British Bill of Rights must be scrapped

Article by Bruno Min

In September, Fair Trials joined a 123-strong coalition of NGOs in the UK that called on the Government to scrap its Bill of Rights – alternatively known as the ‘Rights Removal Bill’. If made into law, the rights Removal Bill will strip away our rights, impede access to justice, and undermine peace and security.

The Government has heralded the Rights Removal Bill as an expression of the UK’s commitment to international human rights standards, and an instrument that reinjects much-needed common sense into human rights law. The Bill amounts to neither of those things. It is an incoherent string of political sound bites and poorly thought-out ideas that have no place in a modern democracy.

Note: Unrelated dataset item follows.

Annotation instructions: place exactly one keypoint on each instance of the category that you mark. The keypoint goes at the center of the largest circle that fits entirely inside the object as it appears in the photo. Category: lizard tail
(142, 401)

The Bill mounts a targeted assault on people in conflict with the criminal justice system and non-British nationals, as if their status of their previous experiences make them less deserving of recognition as ‘humans’ who have an inherent entitlement to exercise their fundamental rights.

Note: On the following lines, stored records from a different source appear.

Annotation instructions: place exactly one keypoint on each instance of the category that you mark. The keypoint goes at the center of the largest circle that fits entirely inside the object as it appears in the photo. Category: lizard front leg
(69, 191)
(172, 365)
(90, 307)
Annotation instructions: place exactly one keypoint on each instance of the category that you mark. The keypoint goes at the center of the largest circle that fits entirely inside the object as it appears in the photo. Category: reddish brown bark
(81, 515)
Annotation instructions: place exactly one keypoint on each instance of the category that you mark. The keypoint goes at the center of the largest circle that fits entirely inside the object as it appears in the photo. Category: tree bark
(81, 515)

It says that their family and their ties to the UK don’t matter when they are being considered for deportation; it emphasises the need for prisoners’ human rights to be limited when they are asking to be released; and it relieves the police of their duties to protect people ‘engaged in criminal activity’, irrespective of what the nature of these activities are, like any other member of the public.

While the Government talks about protecting human rights, it is insistent that the UK should not be bound by those very same standards. The Rights Removal Bill will effectively make it optional for the UK to comply with the rulings of the European Court of Human Rights, even those relating to the right to a fair trial under Article 6 of the European Convention.

In an apparent attempt to make good on the promises to advance fundamental freedoms, the Bill purports to defend the right to a fair trial by reinforcing the right to be tried by a jury, and it emphasises the importance of protecting the freedom of expression.

The jury trial, however, was never under threat because of the Human Rights Act. The European Convention on Human Rights is agnostic on the question of whether a jury trial is an integral aspect of the right to a fair trial, and the Bill itself acknowledges that the Parliament can carve out numerous exceptions to this right. And this is something that the Government has already been doing. It recently increased the sentencing powers of magistrates’ courts, meaning that more people will face non-jury trials.

It is also clear that the Government’s commitment to protect the freedom of expression is a disingenuous one. The Government has been passing a series of laws aimed at curbing freedom of expression, including the Police, Crime, Sentencing and Courts Act, which greatly expanded police powers to shut down protests, and is now attempting to pass the Public Order Bill which places even more draconian restrictions on the right to protest.

Further, it is deeply disappointing and worrying that the Government fails to recognise the wider implications of the Rights Removal Bill beyond the shores of Great Britain. It brushes aside the fact that the European Convention on Human Rights underpins peace in Northern Ireland and its relationships with Europe. It has also completely failed to consider the message the repeal of the Human Rights Act will send to the rest of the world, giving free licence, or even tacit approval to authoritarian-leaning governments and regimes to wilfully ignore international and regional human rights frameworks.

We need the Human Rights Act, because this is the best protection we have against the state’s misuses and abuses of its power. It guarantees that our basic rights will be respected, no matter who we are, and that we have ways of enforcing them. Any attempt to undermine this will have disastrous consequences not just on people most vulnerable to human rights violations, but also to individuals, families, and communities in the UK and beyond.